In [7]: '__next__' in dir(check)
Out[7]: True
In [8]: '__iter__' in dir(check)
Out[8]: True
In [9]: id(check) == id(iter(check))
Out[9]: True

So __iter__ & __next__ is all defined by yield function
All generators are iterators, but not all iterators are generators

Generators are exhaustive as well, this is good as it does lazy computation:


In [22]: import math
In [23]: def factorials(n):
    ...:     for i in range(n):
    ...:         yield math.factorial(i)
    ...:
In [24]: facts = factorials(5)
In [25]: list(facts)
Out[25]: [1, 1, 2, 6, 24]
In [26]: list(facts)
Out[26]: []
In [27]: next(facts)
StopIteration:

Making an Iterable from a Generator

As we now know, generators are iterators.
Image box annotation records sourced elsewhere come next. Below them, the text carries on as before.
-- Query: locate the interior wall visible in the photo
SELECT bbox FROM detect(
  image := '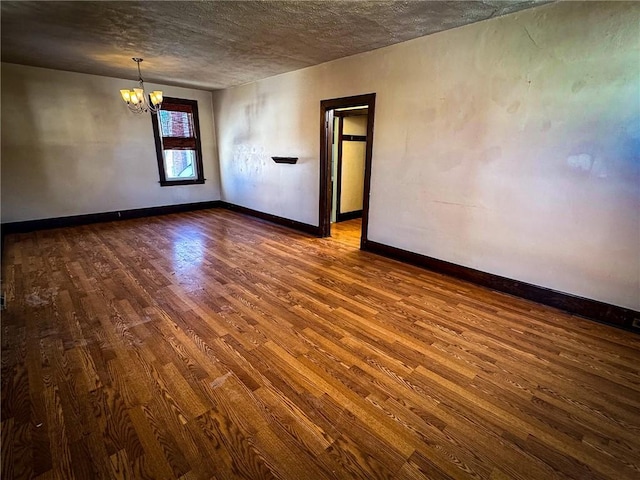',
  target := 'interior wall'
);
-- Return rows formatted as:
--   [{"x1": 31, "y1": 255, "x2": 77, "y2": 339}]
[
  {"x1": 214, "y1": 2, "x2": 640, "y2": 309},
  {"x1": 340, "y1": 115, "x2": 367, "y2": 213},
  {"x1": 2, "y1": 63, "x2": 220, "y2": 223}
]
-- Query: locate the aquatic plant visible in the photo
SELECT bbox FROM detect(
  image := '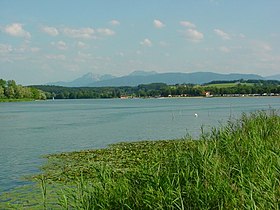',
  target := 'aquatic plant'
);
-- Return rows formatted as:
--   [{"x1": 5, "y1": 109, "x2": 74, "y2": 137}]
[{"x1": 1, "y1": 111, "x2": 280, "y2": 209}]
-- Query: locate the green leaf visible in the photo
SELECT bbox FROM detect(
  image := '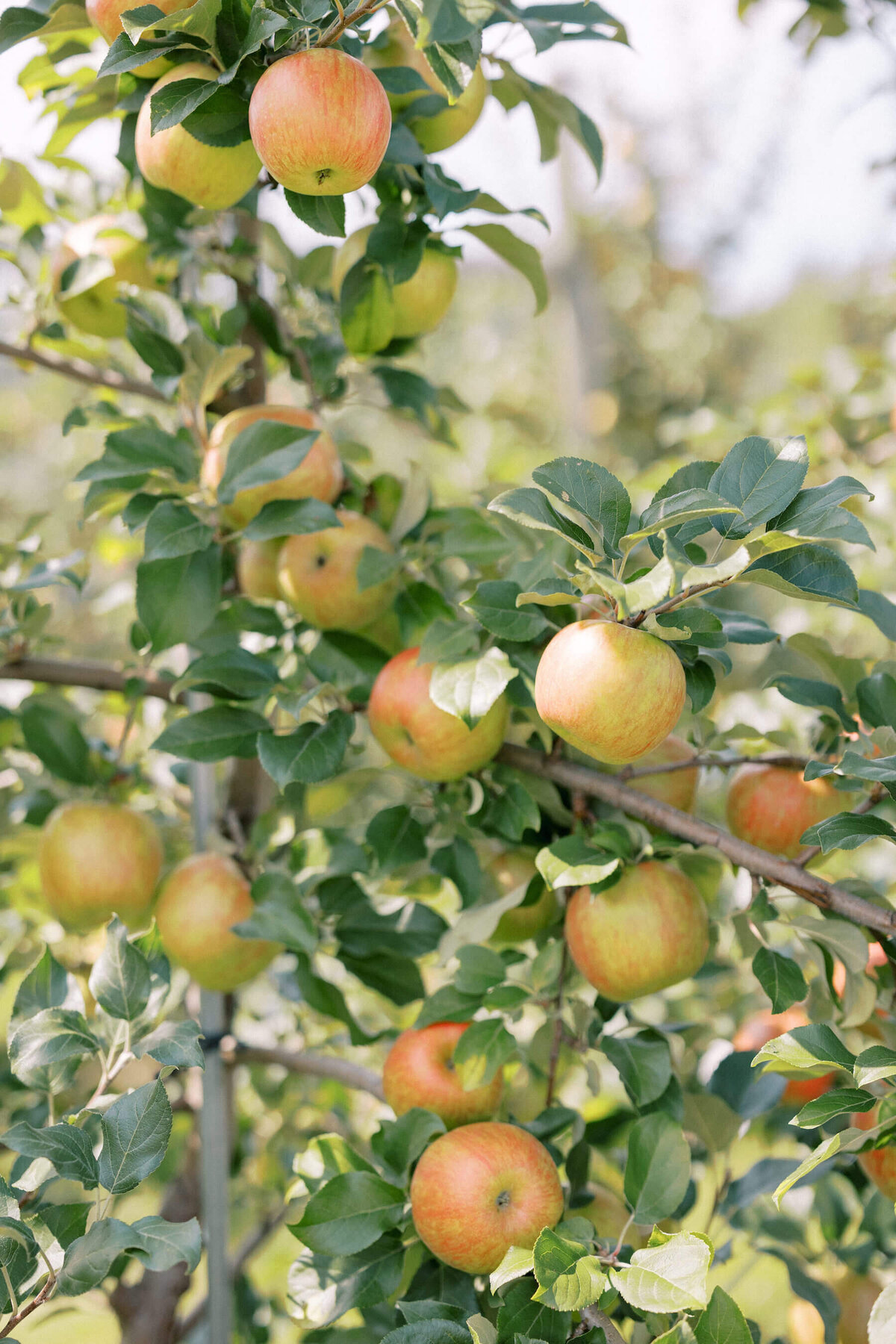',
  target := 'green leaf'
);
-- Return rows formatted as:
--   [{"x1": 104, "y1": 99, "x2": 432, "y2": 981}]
[
  {"x1": 752, "y1": 948, "x2": 809, "y2": 1012},
  {"x1": 694, "y1": 1287, "x2": 752, "y2": 1344},
  {"x1": 625, "y1": 1112, "x2": 691, "y2": 1223},
  {"x1": 89, "y1": 917, "x2": 152, "y2": 1021},
  {"x1": 217, "y1": 420, "x2": 320, "y2": 504},
  {"x1": 709, "y1": 434, "x2": 809, "y2": 541},
  {"x1": 99, "y1": 1079, "x2": 172, "y2": 1195},
  {"x1": 610, "y1": 1231, "x2": 712, "y2": 1312},
  {"x1": 290, "y1": 1172, "x2": 405, "y2": 1255},
  {"x1": 464, "y1": 225, "x2": 548, "y2": 314},
  {"x1": 3, "y1": 1119, "x2": 98, "y2": 1189},
  {"x1": 258, "y1": 709, "x2": 355, "y2": 789},
  {"x1": 137, "y1": 546, "x2": 222, "y2": 652}
]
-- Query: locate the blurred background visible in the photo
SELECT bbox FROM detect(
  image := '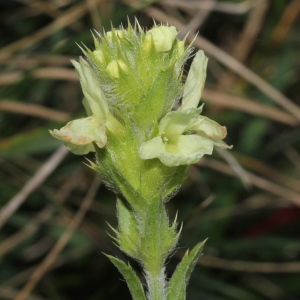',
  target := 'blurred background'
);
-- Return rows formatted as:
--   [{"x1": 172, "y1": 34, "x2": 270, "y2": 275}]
[{"x1": 0, "y1": 0, "x2": 300, "y2": 300}]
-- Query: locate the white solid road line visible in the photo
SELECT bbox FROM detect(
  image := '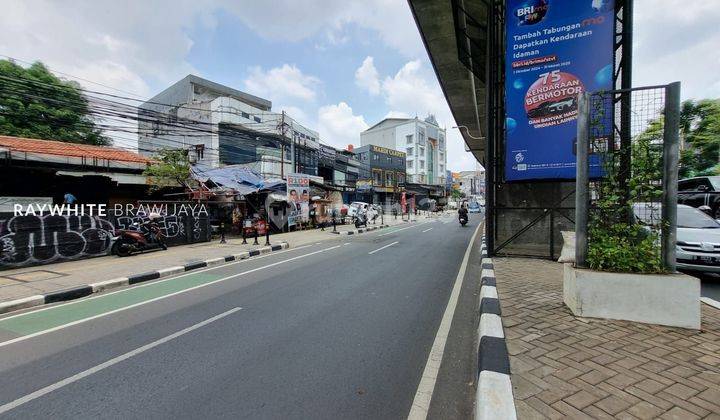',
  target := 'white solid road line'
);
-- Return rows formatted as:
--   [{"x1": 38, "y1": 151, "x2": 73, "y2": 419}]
[
  {"x1": 0, "y1": 245, "x2": 312, "y2": 324},
  {"x1": 700, "y1": 297, "x2": 720, "y2": 309},
  {"x1": 368, "y1": 241, "x2": 398, "y2": 255},
  {"x1": 0, "y1": 245, "x2": 341, "y2": 348},
  {"x1": 408, "y1": 224, "x2": 481, "y2": 420},
  {"x1": 378, "y1": 222, "x2": 429, "y2": 238},
  {"x1": 0, "y1": 308, "x2": 242, "y2": 414}
]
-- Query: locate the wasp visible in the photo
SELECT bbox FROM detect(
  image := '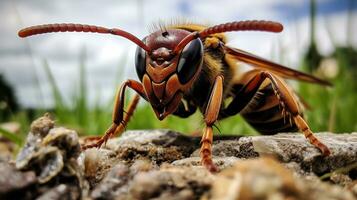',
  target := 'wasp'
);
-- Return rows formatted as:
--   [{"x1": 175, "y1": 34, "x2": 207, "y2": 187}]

This means that they become exhausted - so sometimes we want to create an iterable instead. There's no magic here, we simply have to implement a class that implements the iterable protocol:


In [28]: def squares_gen(n):
    ...:     for i in range(n):
    ...:         yield i ** 2
    ...:
In [29]: class Squares:
    ...:     def __init__(self, n):
    ...:         self.n = n
    ...:
    ...:     def __iter__(self):
    ...:         return squares_gen(self.n)
    ...:
In [30]: sq = Squares(5)
In [31]: [num for num in sq]
Out[31]: [0, 1, 4, 9, 16]
In [32]: [num for num in sq] # No longer exhaustive
Out[32]: [0, 1, 4, 9, 16]

Generator Expressions

Just like list comprehension, if we replace [ with (, we get generator:


In [33]: l = [i ** 2 for i in range(5)]
In [34]: type(l)
Out[34]: list
In [35]: g = (i ** 2 for i in range(5))
In [36]: type(g)
Out[36]: generator
In [37]: for item in g:
    ...:     print(item)
0
1
4
9
16
In [38]: for item in g:
    ...:     print(item)

To understand what is happening internal, we can use dis library:


In [42]: exp = compile('(i ** 2 for i in range(5))', filename='<string>', mode='eval')
In [43]: dis.dis(exp)
  1           0 LOAD_CONST               0 (<code object <genexpr> at 0x108928240, file "<string>", line 1>)
              2 LOAD_CONST               1 ('<genexpr>')
              4 MAKE_FUNCTION            0
              6 LOAD_NAME                0 (range)
              8 LOAD_CONST               2 (5)
             10 CALL_FUNCTION            1
             12 GET_ITER
             14 CALL_FUNCTION            1
             16 RETURN_VALUE
Disassembly of <code object <genexpr> at 0x108928240, file "<string>", line 1>:
  1           0 LOAD_FAST                0 (.0)
        >>    2 FOR_ITER                14 (to 18)
              4 STORE_FAST               1 (i)
              6 LOAD_FAST                1 (i)
              8 LOAD_CONST               0 (2)
             10 BINARY_POWER
             12 YIELD_VALUE
             14 POP_TOP
             16 JUMP_ABSOLUTE            2
        >>   18 LOAD_CONST               1 (None)
             20 RETURN_VALUE

Another example of generator expressions:


In [44]: start = 1
    ...: stop = 10
    ...:
    ...: mult_list = ( [i * j
    ...:                for j in range(start, stop+1)]
    ...:              for i in range(start, stop+1))
In [45]: for item in mult_list:
    ...:     print(item)
    ...:
[1, 2, 3, 4, 5, 6, 7, 8, 9, 10]
[2, 4, 6, 8, 10, 12, 14, 16, 18, 20]
[3, 6, 9, 12, 15, 18, 21, 24, 27, 30]
[4, 8, 12, 16, 20, 24, 28, 32, 36, 40]
[5, 10, 15, 20, 25, 30, 35, 40, 45, 50]
[6, 12, 18, 24, 30, 36, 42, 48, 54, 60]
[7, 14, 21, 28, 35, 42, 49, 56, 63, 70]
[8, 16, 24, 32, 40, 48, 56, 64, 72, 80]
[9, 18, 27, 36, 45, 54, 63, 72, 81, 90]
[10, 20, 30, 40, 50, 60, 70, 80, 90, 100]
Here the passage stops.